Imaginemos que não morríamos: seríamos completamente diferentes. Não seríamos seres humanos de verdade. Pois aquilo que nos define, sem dúvida, é, antes de tudo, diz Séneca, “sermos hóspedes de passagem”. O importante não é o comprimento de uma existência, o número dos seus anos, mas a sua intensidade e, sobretudo, a sua retidão. Uma vida digna. Morrer bem é saber abandonar sem gemer a mesa do banquete, não lamentar aquilo que é inelutável, termos vivido suficientemente de maneira correta e livre para não nos sentirmos apegados àquilo que devemos necessariamente deixar. 

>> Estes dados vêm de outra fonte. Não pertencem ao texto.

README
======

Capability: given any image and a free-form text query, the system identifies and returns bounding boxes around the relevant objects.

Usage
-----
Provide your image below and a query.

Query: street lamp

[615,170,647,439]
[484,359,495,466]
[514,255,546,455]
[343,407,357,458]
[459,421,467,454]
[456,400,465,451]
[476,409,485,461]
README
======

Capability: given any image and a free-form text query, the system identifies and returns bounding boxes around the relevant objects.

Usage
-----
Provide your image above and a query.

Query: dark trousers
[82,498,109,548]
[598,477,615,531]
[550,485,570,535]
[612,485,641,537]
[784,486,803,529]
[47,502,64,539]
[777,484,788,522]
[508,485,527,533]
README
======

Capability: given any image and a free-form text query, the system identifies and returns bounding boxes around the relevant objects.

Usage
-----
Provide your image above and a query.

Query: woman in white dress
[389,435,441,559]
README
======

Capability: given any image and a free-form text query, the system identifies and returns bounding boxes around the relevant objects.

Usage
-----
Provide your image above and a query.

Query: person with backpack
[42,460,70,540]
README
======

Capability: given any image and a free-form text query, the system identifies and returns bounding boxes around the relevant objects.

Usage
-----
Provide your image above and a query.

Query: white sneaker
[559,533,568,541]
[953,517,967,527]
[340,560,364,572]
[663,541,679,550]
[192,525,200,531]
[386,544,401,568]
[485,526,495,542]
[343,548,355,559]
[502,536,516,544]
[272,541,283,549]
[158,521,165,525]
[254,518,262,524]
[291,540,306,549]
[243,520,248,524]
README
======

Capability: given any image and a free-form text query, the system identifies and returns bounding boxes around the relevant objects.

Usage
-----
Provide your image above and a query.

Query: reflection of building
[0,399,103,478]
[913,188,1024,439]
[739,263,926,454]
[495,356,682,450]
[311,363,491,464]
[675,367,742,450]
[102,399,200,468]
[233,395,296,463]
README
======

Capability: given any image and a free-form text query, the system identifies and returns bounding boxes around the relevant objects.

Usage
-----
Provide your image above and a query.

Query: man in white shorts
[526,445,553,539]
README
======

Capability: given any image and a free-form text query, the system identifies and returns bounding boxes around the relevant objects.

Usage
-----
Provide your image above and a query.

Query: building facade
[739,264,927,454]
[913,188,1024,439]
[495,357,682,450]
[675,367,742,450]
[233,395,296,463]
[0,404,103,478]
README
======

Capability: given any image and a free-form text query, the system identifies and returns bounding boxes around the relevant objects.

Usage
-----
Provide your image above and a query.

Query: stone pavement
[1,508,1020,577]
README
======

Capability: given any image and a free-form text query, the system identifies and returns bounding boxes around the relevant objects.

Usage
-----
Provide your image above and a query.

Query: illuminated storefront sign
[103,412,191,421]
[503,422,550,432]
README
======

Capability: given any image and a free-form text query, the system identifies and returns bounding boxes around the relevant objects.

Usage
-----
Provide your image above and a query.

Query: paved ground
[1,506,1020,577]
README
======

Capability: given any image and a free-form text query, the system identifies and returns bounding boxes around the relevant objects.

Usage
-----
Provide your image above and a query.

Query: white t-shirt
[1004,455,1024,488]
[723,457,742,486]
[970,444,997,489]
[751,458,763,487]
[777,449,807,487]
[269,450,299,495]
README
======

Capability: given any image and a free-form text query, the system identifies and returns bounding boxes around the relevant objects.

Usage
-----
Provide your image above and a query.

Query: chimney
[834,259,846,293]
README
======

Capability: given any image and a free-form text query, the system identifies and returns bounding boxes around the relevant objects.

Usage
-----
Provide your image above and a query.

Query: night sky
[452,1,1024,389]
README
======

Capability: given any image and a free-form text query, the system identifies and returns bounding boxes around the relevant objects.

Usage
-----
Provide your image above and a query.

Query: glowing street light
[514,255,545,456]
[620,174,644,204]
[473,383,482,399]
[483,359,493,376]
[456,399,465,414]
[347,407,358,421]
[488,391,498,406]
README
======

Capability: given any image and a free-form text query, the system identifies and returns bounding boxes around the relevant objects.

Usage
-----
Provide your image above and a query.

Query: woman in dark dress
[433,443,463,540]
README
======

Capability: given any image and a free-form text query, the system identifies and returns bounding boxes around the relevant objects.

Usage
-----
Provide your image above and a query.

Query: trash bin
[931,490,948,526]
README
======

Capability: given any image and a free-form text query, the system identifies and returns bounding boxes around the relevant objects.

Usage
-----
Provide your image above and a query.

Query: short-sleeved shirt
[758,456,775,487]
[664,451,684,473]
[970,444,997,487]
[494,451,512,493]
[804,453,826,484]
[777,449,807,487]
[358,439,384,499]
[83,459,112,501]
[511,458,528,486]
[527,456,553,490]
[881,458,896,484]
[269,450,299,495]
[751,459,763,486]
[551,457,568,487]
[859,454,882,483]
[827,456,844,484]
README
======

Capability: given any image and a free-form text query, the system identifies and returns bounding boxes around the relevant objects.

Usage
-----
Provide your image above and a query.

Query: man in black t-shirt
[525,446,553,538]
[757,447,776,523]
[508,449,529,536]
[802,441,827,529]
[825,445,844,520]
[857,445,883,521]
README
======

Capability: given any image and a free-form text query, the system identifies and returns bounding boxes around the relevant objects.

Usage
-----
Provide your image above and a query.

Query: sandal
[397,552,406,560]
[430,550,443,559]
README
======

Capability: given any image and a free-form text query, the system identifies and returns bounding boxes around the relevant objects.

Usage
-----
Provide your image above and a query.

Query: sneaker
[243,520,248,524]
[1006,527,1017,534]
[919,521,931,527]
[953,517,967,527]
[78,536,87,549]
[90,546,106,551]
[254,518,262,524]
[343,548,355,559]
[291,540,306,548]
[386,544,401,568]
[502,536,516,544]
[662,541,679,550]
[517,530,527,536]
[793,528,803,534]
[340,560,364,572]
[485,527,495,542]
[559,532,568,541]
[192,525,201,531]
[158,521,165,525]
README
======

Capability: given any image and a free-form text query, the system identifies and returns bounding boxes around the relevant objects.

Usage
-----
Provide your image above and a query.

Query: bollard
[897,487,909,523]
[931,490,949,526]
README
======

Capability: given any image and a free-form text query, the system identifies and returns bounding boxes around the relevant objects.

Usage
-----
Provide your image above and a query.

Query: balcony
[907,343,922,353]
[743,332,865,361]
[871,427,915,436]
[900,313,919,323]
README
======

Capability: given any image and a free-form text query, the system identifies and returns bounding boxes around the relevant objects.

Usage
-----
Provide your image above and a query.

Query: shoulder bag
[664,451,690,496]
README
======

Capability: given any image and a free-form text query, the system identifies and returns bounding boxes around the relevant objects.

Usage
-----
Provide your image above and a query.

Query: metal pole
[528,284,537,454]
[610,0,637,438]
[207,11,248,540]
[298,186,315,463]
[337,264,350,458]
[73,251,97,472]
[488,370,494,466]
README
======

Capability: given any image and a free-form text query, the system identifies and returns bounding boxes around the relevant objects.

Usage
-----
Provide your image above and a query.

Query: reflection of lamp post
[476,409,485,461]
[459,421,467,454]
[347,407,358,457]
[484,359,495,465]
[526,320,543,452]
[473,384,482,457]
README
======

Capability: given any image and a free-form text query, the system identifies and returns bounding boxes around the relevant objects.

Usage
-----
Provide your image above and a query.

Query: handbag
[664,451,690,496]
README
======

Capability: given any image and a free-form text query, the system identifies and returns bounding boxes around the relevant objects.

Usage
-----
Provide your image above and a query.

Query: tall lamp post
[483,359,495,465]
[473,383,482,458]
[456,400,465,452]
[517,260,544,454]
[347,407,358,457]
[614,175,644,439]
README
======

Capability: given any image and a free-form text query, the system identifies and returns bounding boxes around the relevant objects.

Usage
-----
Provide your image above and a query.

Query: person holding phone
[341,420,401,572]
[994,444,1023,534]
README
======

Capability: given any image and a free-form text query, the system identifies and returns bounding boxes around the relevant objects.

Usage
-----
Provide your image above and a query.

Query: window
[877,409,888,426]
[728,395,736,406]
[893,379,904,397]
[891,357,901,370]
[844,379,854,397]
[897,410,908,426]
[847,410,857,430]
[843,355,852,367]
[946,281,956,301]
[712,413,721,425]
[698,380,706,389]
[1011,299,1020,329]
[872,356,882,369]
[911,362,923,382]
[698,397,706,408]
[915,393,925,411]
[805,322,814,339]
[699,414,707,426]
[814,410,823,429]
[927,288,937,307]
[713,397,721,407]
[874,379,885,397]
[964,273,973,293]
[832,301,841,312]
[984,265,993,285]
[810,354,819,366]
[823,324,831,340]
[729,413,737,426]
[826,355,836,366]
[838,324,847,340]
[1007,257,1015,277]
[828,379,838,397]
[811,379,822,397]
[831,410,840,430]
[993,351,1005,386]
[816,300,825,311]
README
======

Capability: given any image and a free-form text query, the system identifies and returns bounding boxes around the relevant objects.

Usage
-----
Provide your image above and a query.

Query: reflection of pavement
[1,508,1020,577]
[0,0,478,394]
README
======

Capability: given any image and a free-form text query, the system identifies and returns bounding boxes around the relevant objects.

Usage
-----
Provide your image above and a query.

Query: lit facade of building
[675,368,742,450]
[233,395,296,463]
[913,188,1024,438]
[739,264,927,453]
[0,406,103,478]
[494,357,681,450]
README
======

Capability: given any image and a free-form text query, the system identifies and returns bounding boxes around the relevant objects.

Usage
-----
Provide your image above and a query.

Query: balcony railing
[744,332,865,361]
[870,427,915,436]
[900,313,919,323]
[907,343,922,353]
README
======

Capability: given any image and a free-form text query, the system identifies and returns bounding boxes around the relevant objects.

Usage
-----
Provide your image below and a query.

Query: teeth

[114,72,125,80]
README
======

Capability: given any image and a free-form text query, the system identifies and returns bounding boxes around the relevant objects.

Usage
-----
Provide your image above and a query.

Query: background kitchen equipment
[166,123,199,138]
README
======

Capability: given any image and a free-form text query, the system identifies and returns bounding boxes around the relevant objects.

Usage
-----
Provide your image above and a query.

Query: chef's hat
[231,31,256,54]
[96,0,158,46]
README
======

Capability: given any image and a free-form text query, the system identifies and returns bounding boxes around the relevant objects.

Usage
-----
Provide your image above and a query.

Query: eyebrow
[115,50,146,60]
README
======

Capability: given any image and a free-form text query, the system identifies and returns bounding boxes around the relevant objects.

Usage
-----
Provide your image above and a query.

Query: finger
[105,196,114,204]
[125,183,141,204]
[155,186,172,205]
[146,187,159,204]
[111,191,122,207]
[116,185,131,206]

Séneca no fim da sua vida esperava a todo o momento ser intimado pela “lei e ordem” de pôr fim à sua existência. E esperava-o porque não se era impunemente precetor de Nero. Aquilo em que Nero se tornou assinala a falha total da pedagogia de Séneca. Tudo aquilo em que Nero desejara tornar-se, era aquilo que Séneca não queria. Segundo Tácito, o fim de Séneca não se desenrola como previsto. A agonia é longa e difícil. O corpo de Séneca resiste longamente, um corpo magro, mas robusto e saudável. O sague dos pulsos corre pouco. Um corte nos membros inferiores, também pouco adianta. É necessário engolir um veneno que tinha como reserva. Este não produz o efeito esperado. É então levado para uma sauna onde acaba por sufocar sob o efeito conjugado das várias tentativas.